2014-08-26 11:49 GMT+04:00 Ilya Enkovich <enkovich....@gmail.com>:
> 2014-08-25 19:08 GMT+04:00 Vladimir Makarov <vmaka...@redhat.com>:
>> On 2014-08-22 8:21 AM, Ilya Enkovich wrote:
>>>
>>> Hi,
>>>
>>> On Cauldron 2014 we had a couple of talks about relaxation of ebx usage in
>>> 32bit PIC mode.  It was decided that the best approach would be to not fix
>>> ebx register, use speudo register for GOT base address and let allocator do
>>> the rest.  This should be similar to how clang and icc work with GOT base
>>> address.  I've been working for some time on such patch and now want to
>>> share my results.
>>>
>>> The idea of the patch was very simple and included few things;
>>>   1.  Set PIC_OFFSET_TABLE_REGNUM to INVALID_REGNUM to specify that we do
>>> not have any hard reg fixed for PIC.
>>>   2.  Initialize pic_offset_table_rtx with a new pseudo register in the
>>> begining of a function expand.
>>>   3.  Change ABI so that there is a possible implicit PIC argument for
>>> calls; pic_offset_table_rtx is used as an arg value if such implicit arg
>>> exist.
>>>
>>> Such approach worked well on small tests but trying to run some benchmarks
>>> we faced a problem with reload of address constants.  The problem is that
>>> when we try to rematerialize address constant or some constant memory
>>> reference, we have to use pic_offset_table_rtx.  It means we insert new
>>> usages of a speudo register and alocator cannot handle it correctly.  Same
>>> problem also applies for float and vector constants.
>>>
>>> Rematerialization is not the only case causing new pic_offset_table_rtx
>>> usage.  Another case is a split of some instructions using constant but not
>>> having proper constraints.  E.g. pushtf pattern allows push of constant but
>>> it has to be replaced with push of memory in reload pass causing additional
>>> usage of pic_offset_table_rtx.
>>>
>>> There are two ways to fix it.  The first one is to support modifications
>>> of pseudo register live range during reload and correctly allocate hard regs
>>> for its new usages (currently we have some hard reg allocated for new usage
>>> of pseudo reg but it may contain value of some other pseudo reg; thus we
>>> reveal the problem at runtime only).
>>>
>>
>> I believe there is already code to deal with this situation.  It is code for
>> risky transformations (please check flag lra_risky_transformation_p).  If
>> this flag is set, next lra assign subpass is running and checking
>> correctness of assignments (e.g. checking situation when two different
>> pseudos have intersected live ranges and the same assigned hard reg.  If
>> such dangerous situation is found, it is fixed).
>
> I tried to remove my restrictions from setup_reg_equiv and initialize
> lra_risky_transformation_p with 'true' in lra_constraints instead.  I
> got only 50% pass rate for SPEC2000 on Ofast with LTO.  Will search
> for fail reason.

I've looked into one of fails.  There is still a problem with
allocation in reload. Here is a piece of code which uses float
constant:

(insn 1199 1198 1200 96 (set (reg:SI 3 bx)

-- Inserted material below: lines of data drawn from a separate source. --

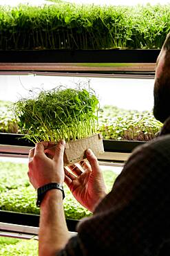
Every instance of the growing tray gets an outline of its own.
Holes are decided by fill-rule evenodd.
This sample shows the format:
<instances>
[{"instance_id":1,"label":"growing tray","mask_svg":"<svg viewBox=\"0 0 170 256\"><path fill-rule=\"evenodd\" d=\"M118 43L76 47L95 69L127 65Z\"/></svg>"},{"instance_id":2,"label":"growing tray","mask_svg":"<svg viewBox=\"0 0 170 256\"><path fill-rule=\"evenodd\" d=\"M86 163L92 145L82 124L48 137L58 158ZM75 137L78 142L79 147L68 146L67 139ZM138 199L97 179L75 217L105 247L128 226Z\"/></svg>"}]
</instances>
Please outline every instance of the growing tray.
<instances>
[{"instance_id":1,"label":"growing tray","mask_svg":"<svg viewBox=\"0 0 170 256\"><path fill-rule=\"evenodd\" d=\"M104 151L109 152L131 153L136 147L146 143L145 141L114 140L103 139ZM34 144L23 135L0 133L0 145L21 147L34 147Z\"/></svg>"},{"instance_id":2,"label":"growing tray","mask_svg":"<svg viewBox=\"0 0 170 256\"><path fill-rule=\"evenodd\" d=\"M39 227L39 215L20 213L15 212L8 212L0 210L1 222L8 223L16 225L28 226ZM74 232L78 220L66 219L69 231Z\"/></svg>"},{"instance_id":3,"label":"growing tray","mask_svg":"<svg viewBox=\"0 0 170 256\"><path fill-rule=\"evenodd\" d=\"M145 49L0 51L0 71L153 76L159 53L160 50Z\"/></svg>"}]
</instances>

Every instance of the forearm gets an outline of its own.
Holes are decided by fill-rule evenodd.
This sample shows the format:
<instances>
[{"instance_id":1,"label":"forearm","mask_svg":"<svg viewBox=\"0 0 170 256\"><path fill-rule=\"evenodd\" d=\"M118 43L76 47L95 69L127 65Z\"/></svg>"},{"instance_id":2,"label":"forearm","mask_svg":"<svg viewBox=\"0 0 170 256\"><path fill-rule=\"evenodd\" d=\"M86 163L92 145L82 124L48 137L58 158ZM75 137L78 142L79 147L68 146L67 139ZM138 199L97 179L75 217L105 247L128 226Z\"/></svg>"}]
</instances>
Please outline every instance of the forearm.
<instances>
[{"instance_id":1,"label":"forearm","mask_svg":"<svg viewBox=\"0 0 170 256\"><path fill-rule=\"evenodd\" d=\"M49 190L41 203L39 234L39 256L56 255L69 239L65 221L62 193Z\"/></svg>"}]
</instances>

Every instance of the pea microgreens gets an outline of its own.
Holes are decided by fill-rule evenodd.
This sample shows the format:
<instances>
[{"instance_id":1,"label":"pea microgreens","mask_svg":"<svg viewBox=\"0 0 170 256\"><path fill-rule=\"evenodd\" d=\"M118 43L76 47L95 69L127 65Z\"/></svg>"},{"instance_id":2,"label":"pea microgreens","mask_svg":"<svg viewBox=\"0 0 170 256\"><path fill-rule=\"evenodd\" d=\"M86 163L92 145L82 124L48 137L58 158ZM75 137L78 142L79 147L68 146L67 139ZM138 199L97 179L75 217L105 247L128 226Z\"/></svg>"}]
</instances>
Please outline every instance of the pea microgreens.
<instances>
[{"instance_id":1,"label":"pea microgreens","mask_svg":"<svg viewBox=\"0 0 170 256\"><path fill-rule=\"evenodd\" d=\"M59 86L33 96L19 100L14 109L21 131L34 143L74 140L97 132L99 102L92 89Z\"/></svg>"}]
</instances>

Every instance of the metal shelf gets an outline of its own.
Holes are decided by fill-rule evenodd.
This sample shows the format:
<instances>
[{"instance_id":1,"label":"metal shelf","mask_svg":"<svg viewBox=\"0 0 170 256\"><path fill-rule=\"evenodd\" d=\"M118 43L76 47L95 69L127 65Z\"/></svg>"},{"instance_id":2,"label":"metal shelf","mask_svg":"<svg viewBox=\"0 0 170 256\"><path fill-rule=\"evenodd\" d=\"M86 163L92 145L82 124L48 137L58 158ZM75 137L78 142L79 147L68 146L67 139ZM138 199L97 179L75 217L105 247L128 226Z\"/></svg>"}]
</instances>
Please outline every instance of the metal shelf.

        (reg:SI 1301 [528])) /usr/include/bits/stdlib-float.h:28 90
{*movsi_internal}
     (nil))
(call_insn 1200 1199 1201 96 (set (reg:DF 8 st)
        (call (mem:QI (symbol_ref:SI ("strtod") [flags 0x41]
<function_decl 0x2b29b8ea8900 strtod>) [0 strtod S1 A8])
            (const_int 8 [0x8]))) /usr/include/bits/stdlib-float.h:28
661 {*call_value}
     (expr_list:REG_DEAD (reg:SI 3 bx)
        (expr_list:REG_CALL_DECL (symbol_ref:SI ("strtod") [flags
0x41]  <function_decl 0x2b29b8ea8900 strtod>)
            (expr_list:REG_EH_REGION (const_int 0 [0])
                (nil))))
    (expr_list (use (reg:SI 3 bx))
        (expr_list:SI (use (reg:SI 3 bx))
            (expr_list:SI (use (mem/f:SI (reg/f:SI 7 sp) [0  S4 A32]))
                (expr_list:SI (use (mem/f:SI (plus:SI (reg/f:SI 7 sp)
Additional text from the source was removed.